Dongguo丶发布时间：2021-11-21 20:29:20 ，浏览量：5

1、ngram和index-time搜索推荐原理

edge_ngram和ngram是ElasticSearch自带的两个分词器，一般设置索引映射的时候都会用到，设置完步长之后，就可以直接给解析器analyzer的tokenizer赋值使用。

什么是ngram

在索引时准备数据意味着要选择合适的分析链，这里部分匹配使用的工具是 n-gram 。可以将 n-gram 看成一个在词语上滑动窗口， n 代表这个 “窗口” 的长度。

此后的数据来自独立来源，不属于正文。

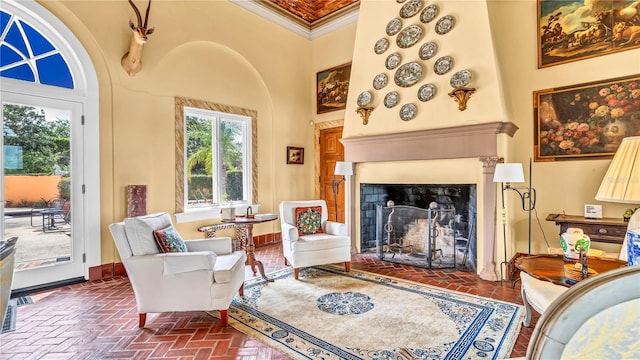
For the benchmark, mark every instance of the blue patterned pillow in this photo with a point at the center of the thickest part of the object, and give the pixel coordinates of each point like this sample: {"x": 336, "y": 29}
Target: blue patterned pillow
{"x": 309, "y": 220}
{"x": 168, "y": 240}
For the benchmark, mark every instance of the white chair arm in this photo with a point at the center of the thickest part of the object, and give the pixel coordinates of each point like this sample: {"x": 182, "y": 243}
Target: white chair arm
{"x": 219, "y": 245}
{"x": 335, "y": 228}
{"x": 177, "y": 263}
{"x": 289, "y": 232}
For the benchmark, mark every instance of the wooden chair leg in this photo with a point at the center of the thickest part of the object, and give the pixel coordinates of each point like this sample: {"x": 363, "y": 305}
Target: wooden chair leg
{"x": 224, "y": 317}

如果我们要 n-gram quick 这个词 —— 它的结果取决于 n 的选择长度：

ngram是从每一个字符开始,按照步长,进行分词,适合前缀中缀检索

比如quick，有5种长度下的ngram

ngram length=1，q u i c k ngram length=2，qu ui ic ck ngram length=3，qui uic ick ngram length=4，quic uick ngram length=5，quick

POST _analyze
{
  "tokenizer": "ngram",
  "text": "quick"
}

响应结果

{
  "tokens": [
    {
      "token": "q",
      "start_offset": 0,
      "end_offset": 1,
      "type": "word",
      "position": 0
    },
    {
      "token": "qu",
      "start_offset": 0,
      "end_offset": 2,
      "type": "word",
      "position": 1
    },
    {
      "token": "u",
      "start_offset": 1,
      "end_offset": 2,
      "type": "word",
      "position": 2
    },
    {
      "token": "ui",
      "start_offset": 1,
      "end_offset": 3,
      "type": "word",
      "position": 3
    },
    {
      "token": "i",
      "start_offset": 2,
      "end_offset": 3,
      "type": "word",
      "position": 4
    },
    {
      "token": "ic",
      "start_offset": 2,
      "end_offset": 4,
      "type": "word",
      "position": 5
    },
    {
      "token": "c",
      "start_offset": 3,
      "end_offset": 4,
      "type": "word",
      "position": 6
    },
    {
      "token": "ck",
      "start_offset": 3,
      "end_offset": 5,
      "type": "word",
      "position": 7
    },
    {
      "token": "k",
      "start_offset": 4,
      "end_offset": 5,
      "type": "word",
      "position": 8
    }
  ]
}

ngram分词器默认会产生最小长度为1，最大长度为2的N-grams序列。上述查询语句的输出是 [ Q, Qu, u, ui, i, ic, c, ck, k, "k ", " “, " F”, F, Fo, o, ox, x ]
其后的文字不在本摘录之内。